Subprime Meltdown Spreading Into the Job Sector
If the U.S. economy were Star Trek, Scotty would be yelling, “The reactor core is breached, Captain! Damage from the popping housing bubble is spreading past the secondary containment into the rest of the ship!”
U.S. Federal Reserve Bank Chairman Ben Bernanke is dealing with a job growth reactor core that might well be going into meltdown.
Analysts originally predicted that 100,000 jobs would be created in the United States during August. As it turns out, the mainstream economic prognosticators had it wrong—big time. Instead, job rolls actually shrank by 4,000, the first decline since 2003.
“That it was down 4,000 is eye-catching,” said John Shin, an economist for Lehman Brothers. “What the payroll number confirms is that you may be seeing the damage spread across the rest of the economy.”
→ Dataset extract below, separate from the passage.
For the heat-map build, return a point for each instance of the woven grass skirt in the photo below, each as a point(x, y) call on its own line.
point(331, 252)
The sharp drop in payrolls was especially disturbing for two reasons. First, the August job losses occurred before most of last month’s financial and stock-market turbulence hit Wall Street. This means that greater job losses could be just ahead. Second, the Labor Department’s employment statistics for June and July were found to be too high and had to be revised down by 81,000. So not only does the data suggest the economy is weaker than thought, but that it has been weaker longer than previously thought.
According to the Labor Department, the manufacturing sector lost 46,000 jobs in August after falling by just 1,000 in July. Construction employment dropped by 22,000 after sliding by 14,000 positions in the previous month.
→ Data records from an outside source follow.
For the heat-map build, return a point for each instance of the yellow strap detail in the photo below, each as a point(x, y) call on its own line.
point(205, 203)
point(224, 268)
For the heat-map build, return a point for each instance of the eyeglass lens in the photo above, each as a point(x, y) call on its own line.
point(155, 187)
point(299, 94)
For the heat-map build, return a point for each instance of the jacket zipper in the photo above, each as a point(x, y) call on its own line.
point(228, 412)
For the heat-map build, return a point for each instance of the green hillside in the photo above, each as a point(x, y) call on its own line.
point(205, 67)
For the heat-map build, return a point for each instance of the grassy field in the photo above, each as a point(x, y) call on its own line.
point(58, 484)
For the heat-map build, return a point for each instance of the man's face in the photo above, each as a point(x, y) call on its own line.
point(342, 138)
What made the report even more unnerving is that the Federal Reserve, which has continually championed the strength of the economy, was completely wrong. Ben Bernanke himself is on record for habitually saying the country’s financial problems that began this summer in the mortgage and housing industries were largely contained and would not spread.
“First, Bernanke said the subprime problem was going to remain subprime. Then … he said it was going to remain in the credit markets,” David Jones, an economic consultant based in Denver, said. “Now you’re seeing that the credit crisis has spread to Main Street.”
But employment conditions in Main Street America may worsen yet further.
On Friday, Countrywide Financial, the nation’s largest mortgage lender, announced that it was laying off 12,000 people, approximately one fifth of its work force. In a letter to employees, the company founder and ceo Angelo Mozillo blamed the cuts on the current housing market, which he said was “the most severe in the contemporary history of our industry.” He also noted that conditions may not improve any time soon, as home price appreciation had “stopped dead in its tracks,” and that there have been increasing delinquencies in “far too many borrowers.”
Mozillo expects a 25 percent drop in the number of loans issued to purchase homes in 2008, providing further evidence that more job losses in construction and lending may be ahead.
Countrywide is not alone. IndyMac Bancorp Inc., a large California-based lender, has also announced that it will cut approximately 10 percent of its lending staff.
Recession could be on the way. Judging by the recent employment statistics, it might already be here.
The extremely lousy job report is going to force policy makers in Washington to re-examine their computer models to see what is really going on in the real outside world, says John Silvia, chief economist at banking giant Wachovia Corp. “And what’s going on doesn’t look good.”
In times of financial trouble, strong leadership is needed. Federal Reserve Captain Ben Bernanke has some tough decisions ahead as the economy slows, home prices continue to fall, and job losses mount.
Fallout from the popping housing bubble and subprime mortgage crisis seems to be spreading. Are you prepared?